口さみしさにもう一口ビールをのむ。苦さが先ほどより増したのは気のせいだろうか。

「まあ、あくまで理由を述べるならってぐらいの感覚だけどね。はじめに言った特に理由はないが、きっと一番本音に近い答えだと思うよ」

そのあとも同じような質疑がつづき、『なぜぼくは死のうとしたのか問題』について一通り話し終えたぼくはもう一杯ビールを注文した。

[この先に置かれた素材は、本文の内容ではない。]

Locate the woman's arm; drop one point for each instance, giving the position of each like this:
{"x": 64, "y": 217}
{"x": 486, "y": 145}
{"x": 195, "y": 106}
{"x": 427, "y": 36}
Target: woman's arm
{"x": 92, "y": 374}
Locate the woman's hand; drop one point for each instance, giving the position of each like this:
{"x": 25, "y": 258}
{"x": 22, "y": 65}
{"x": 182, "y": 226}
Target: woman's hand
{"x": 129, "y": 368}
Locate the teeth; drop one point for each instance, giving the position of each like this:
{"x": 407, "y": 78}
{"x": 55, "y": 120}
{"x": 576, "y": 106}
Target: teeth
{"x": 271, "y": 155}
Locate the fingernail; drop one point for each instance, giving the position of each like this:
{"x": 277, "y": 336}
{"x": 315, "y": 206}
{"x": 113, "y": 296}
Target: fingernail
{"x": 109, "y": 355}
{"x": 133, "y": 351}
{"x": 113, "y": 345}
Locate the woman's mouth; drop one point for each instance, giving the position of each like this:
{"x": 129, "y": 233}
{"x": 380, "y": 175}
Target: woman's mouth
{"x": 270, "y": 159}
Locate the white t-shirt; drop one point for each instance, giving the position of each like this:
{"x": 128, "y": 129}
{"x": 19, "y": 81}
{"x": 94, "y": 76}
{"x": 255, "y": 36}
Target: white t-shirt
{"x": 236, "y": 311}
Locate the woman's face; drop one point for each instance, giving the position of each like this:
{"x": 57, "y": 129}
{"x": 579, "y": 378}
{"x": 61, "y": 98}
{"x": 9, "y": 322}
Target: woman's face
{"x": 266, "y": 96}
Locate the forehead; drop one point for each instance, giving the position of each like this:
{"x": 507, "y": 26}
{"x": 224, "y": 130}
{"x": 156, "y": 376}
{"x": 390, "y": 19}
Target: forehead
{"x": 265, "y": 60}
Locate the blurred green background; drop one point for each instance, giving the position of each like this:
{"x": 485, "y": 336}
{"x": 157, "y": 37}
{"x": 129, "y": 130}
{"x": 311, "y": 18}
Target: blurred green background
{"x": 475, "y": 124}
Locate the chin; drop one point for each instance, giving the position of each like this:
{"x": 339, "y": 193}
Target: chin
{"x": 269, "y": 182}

話し終えたのを境に、彼女は考える人の像のよう、手にあごをのせながら何かを考えている。少しの沈黙がたったあと、不意に彼女は言った。

「東野圭吾の白夜行はご存じですか?」

「いや、知らないね。東野圭吾って名前はよく聞くけど。確か本を書いているひと、だよね?」

急な話の展開に、彼女の意図するものが何なのかは分からなかったが、ひとまずぼくは正直に答えた。

「それじゃあゲルニカという絵画は?」

「知らない。というか、絵画なんて一度もみたことがないよ」

「鬼滅の刃はどうですか?」

「それなら知ってるよ。最近売れてるマンガでしょ?ニュースにもなってるあれだよね。読んだことはないけど」

「読んでいないは知らないと同義です。その分だと、やりたいこと以前に趣味程度のものですらないのではないですか?」

首をかしげながら彼女は言う。一通りあたまのなかを探したぼくは、これにも正直に答えた。

「ああ、ないね」

「やっぱり…」

何かをつかんだのか、彼女は頭をうんうんと振った。大きなメガネがまたずれ落ちている。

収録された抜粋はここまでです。